The real difference between cultures in the world isn't between those who do and don't have material wealth, but between those who have freedom and those who live in tyranny. Free poor people can always become more wealthy and gain all the benefits thereof, but oppressed poor people often need outside encouragement and aid to throw off their shackles. Perhaps that would be a worthy goal for Hollywood.












I disagree with your last paragraph. Political freedom does not guarantee the ability to become rich. It takes far more than democracy for a society to become a meritocracy.
In plenty of non-dictatorial non-politically-oppressive countries out there, the poor simply do not encounter the opportunities to become rich - the rich keep these to themselves, effectively. Bad public education causes the children of poor people to be unable to get high-paying jobs. Low wages cause parents to have to work so much, they don't have time to be good parents, to convey to their kids the importance of education, of discipline, of staying out of crime. And even in countries where public education is pretty dang good, kids in poor families have a much harder time being motivated to do well in school. This all happens in non-oppressive, democratic countries.

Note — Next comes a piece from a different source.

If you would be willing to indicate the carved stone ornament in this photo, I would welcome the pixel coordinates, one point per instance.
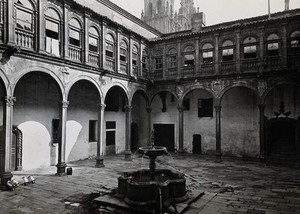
(262, 87)
(216, 86)
(179, 90)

For the poor to become "free" to "always become more wealthy and gain all the benefits thereof", a society needs more than political freedom, democracy, and freedom of expression and of opinion. For that, a society needs its people to realize that this kind of situation - where the poor do not get the same opportunities as the rich, where poor parents can't parent and poor kids can't learn - is fundamentally unfair, that the wealth of the rich needs to be used to fix this system. Social injustice is its own animal, it's not a consequence of political tyranny.
I'm not saying I know how to fix social injustice, but I do think that a good start would be understanding 1) that poverty is self-perpetuating and 2) that rich people should donate money to causes that stop this cycle by making it easier for at-risk kids to have access to health, to education, and to the message that education is the way out.
Michael is right. While freedom does not assure folks of wealth, opression universally DOES assure the masses of poverty.
I would think the goal is to give everyone a chance to gain wealth. What they do with that chance is a different discussion.
One, neither of poverty and oppression causes the other. Rather, they often have a common cause - and sometimes it works out as people in poverty seeking deliverance from it and mistakenly handing themselves over to oppression. Quite often, in fact.
If anything, a Maharajah taxing his subjects to accumulate gold and jewels just takes their spare labour - with too many people they couldn't have improved their living conditions which were limited by available land.
That's just to illustrate that in true third world conditions, you can only move food from mouth to mouth anyway, and oppression is bad for quite separate reasons without causing poverty at all.
Two, because of the "fallacy of composition" it is not possible for everyone who is free to make the effort to succeed in climbing out from where they started, just like that, all by doing what looks right at any point in time.
To prevent them just crowding each other aside the total number of opportunities has to grow too, which takes rather longer. A true free market tends to produce this increase in opportunities (though not the sort of thing calling itself "free market" these days).
But there's still a catch: poor people can still increase faster than opportunities, unless conditions are favourable.